Camera architectures

While the most fundamental case of vision based perception uses only a single camera, monocular SLAM poses significant challenges given by an often reduced field of view, the resulting difficulty of distinguishing between rotational and translation motion patterns, and the mere lack of direct depth measurements. For practical applications, we therefore often choose alternative camera architectures. Besides monocular solutions, MPL has contributed to significant research advancements with the below listed visual sensors/sensor systems.

Stereo vision

A highly popular choice in many existing smart mobile systems is given by a stereo camera. A stereo camera consists of two synchronized cameras that are laterally displaced with respect to each other. By knowing the extrinsic transformation between both views, the result of either sparse or dense image matching may be readily converted into depth cues. Thus, a stereo vision system does not depend on kinematic depth measurements, but can instantaneously provide metric depth information for different points in the scene. As a result, stereo vision frameworks often perform more robustly than monocular alternatives. They furthermore do not suffer from scale unobservability as long as the ratio between baseline of the two cameras and the average depth of the scene does not become too small. MPL's director has contributed to two stereo frameworks designated for VSLAM (Visual Simultaneous Localization And Mapping) running on embedded drone-mounted hardware and an underwater system, respectively. More recently, there have also been contributions to event-based stereo cameras as well as hybrid stereo setups that involve one event camera and one regular RGB or depth camera.

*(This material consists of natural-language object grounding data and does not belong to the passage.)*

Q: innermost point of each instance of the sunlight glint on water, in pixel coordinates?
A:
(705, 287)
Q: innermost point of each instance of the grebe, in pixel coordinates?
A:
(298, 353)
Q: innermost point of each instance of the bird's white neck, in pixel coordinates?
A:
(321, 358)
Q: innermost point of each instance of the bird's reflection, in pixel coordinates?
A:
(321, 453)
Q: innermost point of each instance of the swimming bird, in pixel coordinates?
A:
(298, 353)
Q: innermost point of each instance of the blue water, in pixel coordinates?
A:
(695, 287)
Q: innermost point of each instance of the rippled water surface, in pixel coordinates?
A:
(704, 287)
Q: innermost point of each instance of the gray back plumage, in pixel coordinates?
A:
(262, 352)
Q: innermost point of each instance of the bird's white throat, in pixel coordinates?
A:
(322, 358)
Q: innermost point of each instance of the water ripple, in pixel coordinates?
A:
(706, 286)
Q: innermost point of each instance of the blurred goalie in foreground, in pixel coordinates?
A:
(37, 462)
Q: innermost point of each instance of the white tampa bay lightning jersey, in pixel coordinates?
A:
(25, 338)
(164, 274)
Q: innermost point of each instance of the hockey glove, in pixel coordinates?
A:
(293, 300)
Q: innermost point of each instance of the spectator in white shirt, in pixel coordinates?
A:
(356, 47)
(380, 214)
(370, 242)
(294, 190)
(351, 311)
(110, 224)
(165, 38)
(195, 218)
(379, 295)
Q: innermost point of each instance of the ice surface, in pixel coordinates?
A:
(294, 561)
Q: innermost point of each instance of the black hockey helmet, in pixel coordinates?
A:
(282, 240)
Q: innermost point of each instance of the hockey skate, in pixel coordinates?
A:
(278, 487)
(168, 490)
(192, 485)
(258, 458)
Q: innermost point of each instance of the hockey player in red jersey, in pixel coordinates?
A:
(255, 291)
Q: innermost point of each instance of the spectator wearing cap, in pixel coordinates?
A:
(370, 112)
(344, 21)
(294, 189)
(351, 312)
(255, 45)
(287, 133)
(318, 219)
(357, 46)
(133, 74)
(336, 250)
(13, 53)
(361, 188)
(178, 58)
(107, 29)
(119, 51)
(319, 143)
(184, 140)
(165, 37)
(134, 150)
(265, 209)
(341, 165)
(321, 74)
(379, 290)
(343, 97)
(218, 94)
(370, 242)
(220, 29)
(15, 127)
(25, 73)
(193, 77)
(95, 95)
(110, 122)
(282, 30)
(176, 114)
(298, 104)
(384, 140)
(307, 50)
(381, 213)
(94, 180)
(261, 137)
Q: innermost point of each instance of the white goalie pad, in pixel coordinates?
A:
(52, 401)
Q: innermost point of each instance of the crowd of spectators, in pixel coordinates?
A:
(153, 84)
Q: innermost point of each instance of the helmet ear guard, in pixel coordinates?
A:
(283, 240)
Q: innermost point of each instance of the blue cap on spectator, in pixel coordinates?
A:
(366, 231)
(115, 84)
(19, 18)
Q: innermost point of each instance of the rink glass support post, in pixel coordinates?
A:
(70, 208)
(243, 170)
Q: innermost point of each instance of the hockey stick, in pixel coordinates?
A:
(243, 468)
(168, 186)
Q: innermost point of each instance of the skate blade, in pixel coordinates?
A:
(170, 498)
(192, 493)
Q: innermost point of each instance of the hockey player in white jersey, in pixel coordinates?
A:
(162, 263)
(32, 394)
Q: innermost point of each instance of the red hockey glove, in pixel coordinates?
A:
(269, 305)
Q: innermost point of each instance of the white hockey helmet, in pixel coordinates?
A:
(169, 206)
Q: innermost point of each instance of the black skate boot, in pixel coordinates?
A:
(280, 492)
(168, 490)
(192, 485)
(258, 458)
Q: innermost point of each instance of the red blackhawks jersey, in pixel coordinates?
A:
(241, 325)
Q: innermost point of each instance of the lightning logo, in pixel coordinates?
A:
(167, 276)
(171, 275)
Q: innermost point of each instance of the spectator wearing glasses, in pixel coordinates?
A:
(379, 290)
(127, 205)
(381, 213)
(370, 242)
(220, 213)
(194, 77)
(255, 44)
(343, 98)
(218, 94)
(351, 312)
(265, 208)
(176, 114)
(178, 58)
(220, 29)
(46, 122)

R. Voigt, J. Nikolic, C. Hürzeler, S. Weiss, L. Kneip, and R. Siegwart. Robust embedded egomotion estimation. In Proceedings of the IEEE/RSJ Conference on Intelligent Robots and Systems (IROS), San Francisco, USA, September 2011 [pdf]

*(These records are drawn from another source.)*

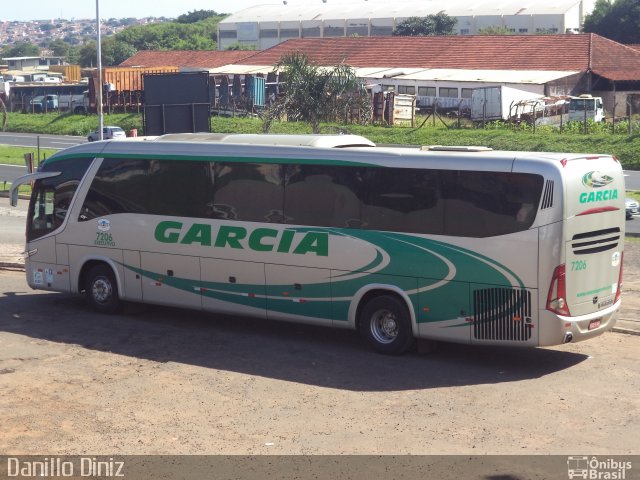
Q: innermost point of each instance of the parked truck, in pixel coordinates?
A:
(76, 103)
(586, 107)
(496, 103)
(43, 103)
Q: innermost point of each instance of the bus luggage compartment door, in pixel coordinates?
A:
(233, 286)
(504, 315)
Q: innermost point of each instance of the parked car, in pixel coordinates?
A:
(107, 133)
(631, 207)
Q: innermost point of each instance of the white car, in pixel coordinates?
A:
(107, 133)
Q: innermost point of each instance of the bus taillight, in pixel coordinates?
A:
(557, 297)
(619, 290)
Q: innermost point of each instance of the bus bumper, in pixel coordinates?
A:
(556, 329)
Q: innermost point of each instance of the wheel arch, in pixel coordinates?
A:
(89, 263)
(371, 291)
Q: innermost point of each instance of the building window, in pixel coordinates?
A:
(289, 33)
(312, 32)
(427, 91)
(269, 33)
(333, 31)
(359, 31)
(448, 92)
(407, 89)
(379, 31)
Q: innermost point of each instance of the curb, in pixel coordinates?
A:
(626, 331)
(11, 266)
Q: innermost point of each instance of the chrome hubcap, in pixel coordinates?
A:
(101, 290)
(384, 327)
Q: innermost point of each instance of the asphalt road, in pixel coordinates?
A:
(46, 141)
(8, 173)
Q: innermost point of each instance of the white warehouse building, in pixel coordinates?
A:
(264, 26)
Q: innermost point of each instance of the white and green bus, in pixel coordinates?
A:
(460, 244)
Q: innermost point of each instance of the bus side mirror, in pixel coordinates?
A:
(14, 196)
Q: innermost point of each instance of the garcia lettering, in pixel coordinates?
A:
(599, 196)
(258, 240)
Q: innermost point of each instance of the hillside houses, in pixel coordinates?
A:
(447, 68)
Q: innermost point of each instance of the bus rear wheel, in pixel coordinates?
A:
(101, 289)
(385, 324)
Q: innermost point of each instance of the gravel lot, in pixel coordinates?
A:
(164, 381)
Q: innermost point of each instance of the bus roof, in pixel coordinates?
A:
(333, 149)
(320, 141)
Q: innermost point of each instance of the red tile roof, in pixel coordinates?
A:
(502, 52)
(186, 58)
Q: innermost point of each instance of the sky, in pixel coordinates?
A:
(68, 9)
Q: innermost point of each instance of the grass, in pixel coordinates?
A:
(15, 155)
(633, 194)
(625, 147)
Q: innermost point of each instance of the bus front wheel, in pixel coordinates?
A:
(101, 289)
(385, 324)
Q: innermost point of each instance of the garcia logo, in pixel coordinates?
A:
(104, 225)
(596, 179)
(583, 467)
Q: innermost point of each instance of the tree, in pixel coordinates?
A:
(618, 20)
(115, 52)
(312, 93)
(438, 24)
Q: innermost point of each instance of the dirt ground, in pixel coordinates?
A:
(164, 381)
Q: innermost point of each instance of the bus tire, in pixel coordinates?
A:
(385, 324)
(101, 289)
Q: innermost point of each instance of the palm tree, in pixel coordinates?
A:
(313, 93)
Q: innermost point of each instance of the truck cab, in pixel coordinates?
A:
(586, 107)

J. Zhang, V. Ila, and L. Kneip. Robust visual odometry in underwater environment. In OCEANS18 MTS/IEEE Kobe, Kobe, Japan, May 2018 [pdf]

Y. Zhou, G. Gallego, H. Rebecq, L. Kneip, H. Li, and D. Scaramuzza. Semi-dense 3d reconstruction with a stereo event camera. In Proceedings of the European Conference on Computer Vision (ECCV), Munich, Germany, September 2018. [pdf]

Y. Zuo, L. Cui, X. Peng, Y. Xu, S. Gao, X. Wang, and L. Kneip. Accurate Depth Estimation from a Hybrid Event-RGB Stereo Setup. In Proceedings of the IEEE/RSJ Conference on Intelligent Robots and Systems (IROS), 2021.

Y. Zuo, J. Yang, J. Chen, X. Wang, Y. Wang, and L. Kneip. DEVO: Depth-Event Camera Visual Odometry in Challenging Conditions. In Proceedings of the IEEE International Conference on Robotics and Automation (ICRA), 2022. [pdf] [video]

RGBD cameras

Another highly convenient way of retrieving instantaneous depth estimation, and thus simplify the Simultaneous Localization And Mapping problem is given by employing a depth camera such as the Microsoft Kinect. MPL has been involved in the development of several RGBD camera tracking solutions which operate highly efficiently by exploiting structural regularities such as piece-wise planar environment geometries or Manhattan world arrangements. More recently, we have published another highly efficient approach that does not make any assumptions about the environment, but speeds up the calculation by extracting and tracking semi-dense features. In our most recent work, we present spatial AI paradigms that aim at modelling scenes at the level of objects. Please visit our page on Visual SLAM to see demos of the developed frameworks.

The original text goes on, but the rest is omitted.